It may not be practical to submit a large number of simultaneous queries via a web form, either because the interface prevents this, or because it is tiresome to point-and-click over and over again. It may be that the interface does not make it easy to change custom options that you might want to modify to help refine your query. It could be the case that the web database does not contain sequences that you are interested in searching against (if, for example, some of the sequences are proprietary), or it might not be constrained to a relevant set of organisms, so the search might take much longer than it needs to for your purposes. If you need to repeat a query, it can be awkward to get the same settings every time, and it is possible to forget options from search to search; also the returned result may not describe how or when the search was run.

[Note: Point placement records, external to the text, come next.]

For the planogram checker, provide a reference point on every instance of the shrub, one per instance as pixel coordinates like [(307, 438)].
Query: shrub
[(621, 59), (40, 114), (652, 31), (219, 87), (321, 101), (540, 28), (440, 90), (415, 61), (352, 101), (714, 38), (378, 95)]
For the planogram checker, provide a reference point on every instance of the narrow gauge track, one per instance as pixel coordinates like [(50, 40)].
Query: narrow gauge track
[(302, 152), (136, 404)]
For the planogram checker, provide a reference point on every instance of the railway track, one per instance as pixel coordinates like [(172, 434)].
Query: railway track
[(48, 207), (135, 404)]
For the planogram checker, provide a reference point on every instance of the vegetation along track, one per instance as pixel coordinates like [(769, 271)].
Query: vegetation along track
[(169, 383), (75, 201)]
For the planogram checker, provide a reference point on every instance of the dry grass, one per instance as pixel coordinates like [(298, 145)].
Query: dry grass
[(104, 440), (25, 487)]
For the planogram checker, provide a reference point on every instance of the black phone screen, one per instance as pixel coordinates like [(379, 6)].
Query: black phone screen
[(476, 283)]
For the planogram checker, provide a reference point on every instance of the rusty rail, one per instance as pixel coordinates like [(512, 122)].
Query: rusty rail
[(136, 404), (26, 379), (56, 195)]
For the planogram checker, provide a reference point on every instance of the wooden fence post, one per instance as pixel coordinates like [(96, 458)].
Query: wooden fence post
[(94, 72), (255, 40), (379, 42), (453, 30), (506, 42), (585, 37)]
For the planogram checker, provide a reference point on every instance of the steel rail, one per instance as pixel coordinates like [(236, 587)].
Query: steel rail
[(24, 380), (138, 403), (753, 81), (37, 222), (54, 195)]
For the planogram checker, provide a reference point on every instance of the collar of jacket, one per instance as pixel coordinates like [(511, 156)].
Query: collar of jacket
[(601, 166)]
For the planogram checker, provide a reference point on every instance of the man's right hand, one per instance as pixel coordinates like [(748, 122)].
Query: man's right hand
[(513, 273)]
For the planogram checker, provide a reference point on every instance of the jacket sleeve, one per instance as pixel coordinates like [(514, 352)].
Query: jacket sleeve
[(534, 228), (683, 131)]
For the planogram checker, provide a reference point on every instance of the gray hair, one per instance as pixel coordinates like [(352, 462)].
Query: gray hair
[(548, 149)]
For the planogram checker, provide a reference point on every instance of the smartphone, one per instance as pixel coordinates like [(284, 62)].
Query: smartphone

Using a programmatic approach to submitting `BLAST` queries provides a number of potential advantages
  • It is easy to set up repeatable searches for many sequences, or collections of sequences
  • It is easy to read in the search results and conduct downstream analyses that add value to your search
  • The same code can be readily adapted to different BLAST instances, databases, and servers

The code that we develop in this notebook will be adapted for use in the next notebook: 04-programming_web_blast, but we focus on a local installation now to understand the main principles.

Python imports

To interact with the local installation of BLAST, we will use the free Biopython programming tools. These provide an interface to interact with BLAST, run jobs, and to read in the output files. To use these tools, we need to import them. We will need tools to perform specific functions:

  • to work with file paths, we will use the built-in os module.
  • to collate the BLAST search results as dataframes/tables for analysis, we will use the pandas package.
  • to graph the downstream results, we will use the seaborn visualisation package.
  • to create command lines for BLAST, we will use the Bio.Blast.Applications module from Biopython.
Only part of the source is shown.